With a new offensive brain trust in place with head coach Ken Whisenhunt and offensive coordinator Jason Michael, the first question is the one I started the preseason positional analysis with: does it make sense to have a separate fullback positional analysis, anyway? As Frank Wycheck asked Michael in one of his radio interviews this week, isn't having a fullback a waste? The early indications from both Whisenhunt and Michael is that having a player who can play the fullback role is a valuable thing to have. The question is whether that player is a fullback per se or a second tight end.
At his hiring presser, having a fullback was one of the questions Whisenhunt got. He noted the fullback can't be just a fullback. When it comes to the fullback or the second or third tight end, that player must be an integral part of special teams because rosters are limited to 53 players (46 active is probably the more important limit). if that player happens to be a fullback, then that's a player who could make the team. If not, then maybe that role in the short yardage and goalline situations where Michael noted in response to Wycheck a fullback was still valuable could be played by a tight end.
Beyond what the coaches said, another way to get an answer is by revealed preference, what Whisenhunt teams have looked like before. And in San Diego last year, the Chargers carried Le'Ron McClain, who was a fullback. He did not necessarily play that much, only 12% of the time on offense, but he had a role. As Whisenhunt specified, he also played special teams. In Arizona the year before, Whisenhunt's Cardinals had two backs on the field 18% of the time (Anthony Sherman was sort of a fullback, but played in some lone setback sets; Reagan Maui'a, before his Lennay Kekua-related fame, also spent time on the team as a pure fullback). Based on that history and what Whisenhunt and Michael have said, it is at least plausible the Titans will carry a pure fullback.
The Titans did use a fullback in 2013, at least some of the time. The two fullbacks on the roster (only one in any given game) combined for 190 snaps, 17.7% playing time. That was more or less between how much San Diego used a fullback and how much Arizona did. Michael in his radio appearance indicted that he anticipated the fullback would play more some weeks than others; that was also true of the 2013 Titans, as almost half the time (7 games) the fullback played fewer than 10 snaps.
The fullback for the first 12 games was Collin Mooney, who won last year's training camp competition. He played 135 snaps (13% total, 17% in the games he was active), ranging from a high of 28 in Week 9 against the Rams as the Titans kept the ball on the ground to only one against the Seahawks in Week 6 or at home against the Colts in Week 11. He was injured in the rematch with Indianapolis in Week 13 and went on injured reserve. When he played, he blocked. He was not permitted to carry the ball, though he did have 6 catches (on 7 targets) for 32 yards. He also played special teams, where he had 4 tackles (3 solo). He is under contract for 2014 at a modest base salary of $495,000. He frustrated me at times, but I thought he performed reasonably well. With a new coaching staff, it's hard to say for sure what they're looking for at such a marginal position, but he should have a shot to stick around.
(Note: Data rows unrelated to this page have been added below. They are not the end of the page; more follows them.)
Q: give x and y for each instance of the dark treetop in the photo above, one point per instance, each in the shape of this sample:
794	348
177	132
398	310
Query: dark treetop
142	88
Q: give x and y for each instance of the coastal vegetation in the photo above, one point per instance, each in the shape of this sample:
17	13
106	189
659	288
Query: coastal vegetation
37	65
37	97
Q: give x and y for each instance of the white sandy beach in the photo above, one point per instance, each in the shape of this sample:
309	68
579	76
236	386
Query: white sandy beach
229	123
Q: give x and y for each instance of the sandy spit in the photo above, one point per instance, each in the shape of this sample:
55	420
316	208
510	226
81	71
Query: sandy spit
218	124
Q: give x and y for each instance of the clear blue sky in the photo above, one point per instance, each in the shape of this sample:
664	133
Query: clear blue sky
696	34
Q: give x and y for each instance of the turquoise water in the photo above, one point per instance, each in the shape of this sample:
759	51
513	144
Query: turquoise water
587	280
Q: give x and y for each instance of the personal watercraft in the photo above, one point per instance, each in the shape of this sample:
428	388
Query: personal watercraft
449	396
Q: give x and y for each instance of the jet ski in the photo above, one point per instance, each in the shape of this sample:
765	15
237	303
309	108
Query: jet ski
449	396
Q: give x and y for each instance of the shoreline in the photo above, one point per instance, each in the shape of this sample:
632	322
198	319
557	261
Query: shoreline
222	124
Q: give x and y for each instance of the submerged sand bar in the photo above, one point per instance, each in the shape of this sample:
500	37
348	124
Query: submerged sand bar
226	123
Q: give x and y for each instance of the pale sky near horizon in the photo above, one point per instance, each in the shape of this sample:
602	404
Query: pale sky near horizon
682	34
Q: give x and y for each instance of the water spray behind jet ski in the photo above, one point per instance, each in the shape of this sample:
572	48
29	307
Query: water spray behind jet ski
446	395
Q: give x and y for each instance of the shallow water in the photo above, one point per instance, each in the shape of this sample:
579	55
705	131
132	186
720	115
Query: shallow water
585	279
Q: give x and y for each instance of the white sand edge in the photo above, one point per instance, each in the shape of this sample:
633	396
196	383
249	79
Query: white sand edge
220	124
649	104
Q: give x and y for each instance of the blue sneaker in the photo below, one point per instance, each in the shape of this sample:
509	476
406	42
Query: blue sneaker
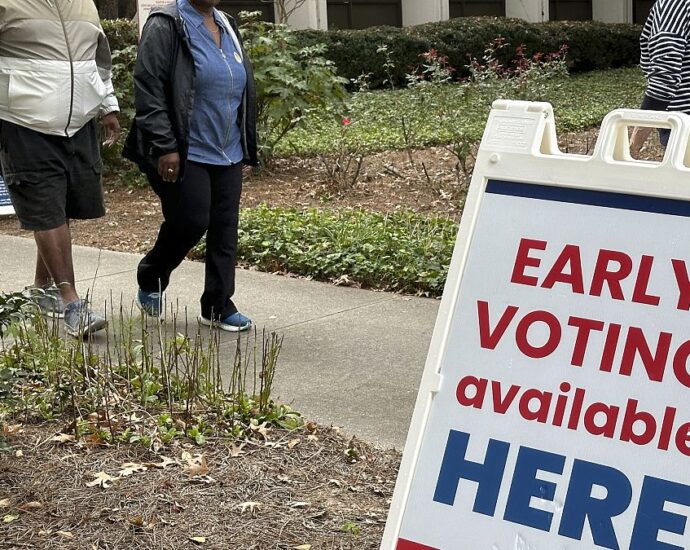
80	321
48	300
232	323
150	302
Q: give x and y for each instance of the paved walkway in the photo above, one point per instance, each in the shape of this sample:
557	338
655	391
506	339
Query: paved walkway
351	358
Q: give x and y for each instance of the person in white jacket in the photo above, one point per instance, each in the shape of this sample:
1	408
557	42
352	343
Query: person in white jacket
55	82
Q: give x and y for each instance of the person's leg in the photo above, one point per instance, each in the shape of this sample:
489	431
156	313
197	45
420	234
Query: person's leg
221	242
55	253
42	277
185	204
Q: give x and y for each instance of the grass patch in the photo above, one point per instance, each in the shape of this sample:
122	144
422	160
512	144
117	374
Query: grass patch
402	251
580	101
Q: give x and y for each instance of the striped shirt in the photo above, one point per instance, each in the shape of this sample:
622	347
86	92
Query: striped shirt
665	56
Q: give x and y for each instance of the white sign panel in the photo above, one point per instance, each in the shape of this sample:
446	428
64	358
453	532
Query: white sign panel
554	412
6	207
144	8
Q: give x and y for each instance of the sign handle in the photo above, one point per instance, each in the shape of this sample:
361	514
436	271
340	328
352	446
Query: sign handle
613	144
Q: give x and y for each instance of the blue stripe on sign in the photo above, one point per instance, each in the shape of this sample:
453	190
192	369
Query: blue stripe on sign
606	199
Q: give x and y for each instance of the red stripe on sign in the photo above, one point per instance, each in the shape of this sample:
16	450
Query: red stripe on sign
409	545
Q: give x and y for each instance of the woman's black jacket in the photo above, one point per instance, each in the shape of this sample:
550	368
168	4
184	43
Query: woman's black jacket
164	94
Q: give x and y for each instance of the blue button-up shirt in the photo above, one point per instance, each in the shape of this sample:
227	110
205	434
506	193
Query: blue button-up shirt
214	133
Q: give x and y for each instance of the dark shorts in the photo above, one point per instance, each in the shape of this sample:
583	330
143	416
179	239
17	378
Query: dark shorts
52	179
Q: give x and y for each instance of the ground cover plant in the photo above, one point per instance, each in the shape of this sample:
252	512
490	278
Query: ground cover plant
580	101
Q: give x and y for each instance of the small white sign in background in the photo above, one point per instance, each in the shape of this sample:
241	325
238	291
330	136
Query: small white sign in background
144	8
554	408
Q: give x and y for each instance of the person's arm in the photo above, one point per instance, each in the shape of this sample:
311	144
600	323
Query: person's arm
109	107
663	49
152	82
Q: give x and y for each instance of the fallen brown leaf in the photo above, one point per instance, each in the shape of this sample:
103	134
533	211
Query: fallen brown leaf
197	467
102	480
129	468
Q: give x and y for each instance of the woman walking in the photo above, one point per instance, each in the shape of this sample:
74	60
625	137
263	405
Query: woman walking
195	126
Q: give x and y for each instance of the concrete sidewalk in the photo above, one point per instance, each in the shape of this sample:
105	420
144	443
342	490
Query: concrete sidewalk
352	358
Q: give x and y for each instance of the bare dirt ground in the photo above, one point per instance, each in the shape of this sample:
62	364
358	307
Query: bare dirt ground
292	490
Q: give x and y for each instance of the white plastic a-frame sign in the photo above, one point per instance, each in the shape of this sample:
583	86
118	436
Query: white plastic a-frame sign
553	411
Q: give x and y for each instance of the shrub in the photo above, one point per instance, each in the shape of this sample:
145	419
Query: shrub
291	81
401	251
591	44
121	33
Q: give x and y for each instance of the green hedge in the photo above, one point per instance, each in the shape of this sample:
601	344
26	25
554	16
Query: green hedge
591	45
401	251
120	32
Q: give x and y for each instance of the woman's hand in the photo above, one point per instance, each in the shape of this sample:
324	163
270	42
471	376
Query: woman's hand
169	167
112	129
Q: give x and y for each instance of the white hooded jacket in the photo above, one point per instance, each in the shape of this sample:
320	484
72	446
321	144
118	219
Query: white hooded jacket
55	65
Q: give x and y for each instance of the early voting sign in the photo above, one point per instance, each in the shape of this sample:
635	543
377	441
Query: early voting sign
6	208
554	411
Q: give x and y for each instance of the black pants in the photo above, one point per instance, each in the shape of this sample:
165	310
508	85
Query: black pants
205	200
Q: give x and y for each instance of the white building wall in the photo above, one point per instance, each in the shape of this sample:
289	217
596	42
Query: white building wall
416	12
310	14
534	11
612	11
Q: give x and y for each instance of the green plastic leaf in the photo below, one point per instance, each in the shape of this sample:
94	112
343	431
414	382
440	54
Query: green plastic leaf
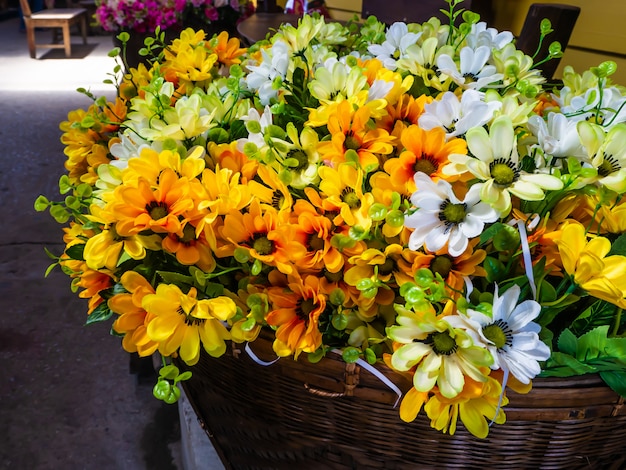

The man Mooney defeated in last year's training camp competition was Quinn Johnson, who ended up getting a second act with the team when Mooney suffered that torn hamstring that eventually required offseason surgery. I've never tried to hide my lack of affection for QJ's game, especially his work on zone runs. He played 55 snaps in the final four games, or 20% of the time in those games and 5% of the total season snaps. He did not carry the ball and was thrown one pass in four games, an incompletion against the Cardinals. Like Mooney, he is under contract for 2014, albeit at a reported salary of $730,000. I never understood how he was in the NFL in the first place and therefore assumed that whatever hidden quality kept him around would keep him around forever. Since Mooney won that competition, there were apparently limits to that. Now? Who knows if Whisenhunt and Michael will have the same level of affection for him.
The other names that may figure into this mix are Taylor Thompson and Delanie Walker, but I will talk about them when I talk about the tight ends.
I lean in favor of the Titans keeping a fullback. If that fullback comes from a player on the Titans right now, then I believe Collin Mooney is, will, and should be the favorite.
But, frankly, this is the third positional analysis I've written and the third with a fair amount of uncertainty. Whisenhunt and Michael's statements and Whisenhunt's past history support the idea of keeping a separate fullback. As I listened to them and thought about it, though, I kept thinking "Taylor Thompson, Taylor Thompson, Taylor Thompson," a fullback who is an effective player and can play in-line, something Whisenhunt noted was a play (and Dennis Johnson, the current Steelers fullback, is in that mold). If neither Mooney nor Johnson fits the mold of what specifically Whisenhunt and Michael are looking for, then they could absolutely go into the free agent or undrafted rookie class for a player who more closely fits their idea of what a fullback should be.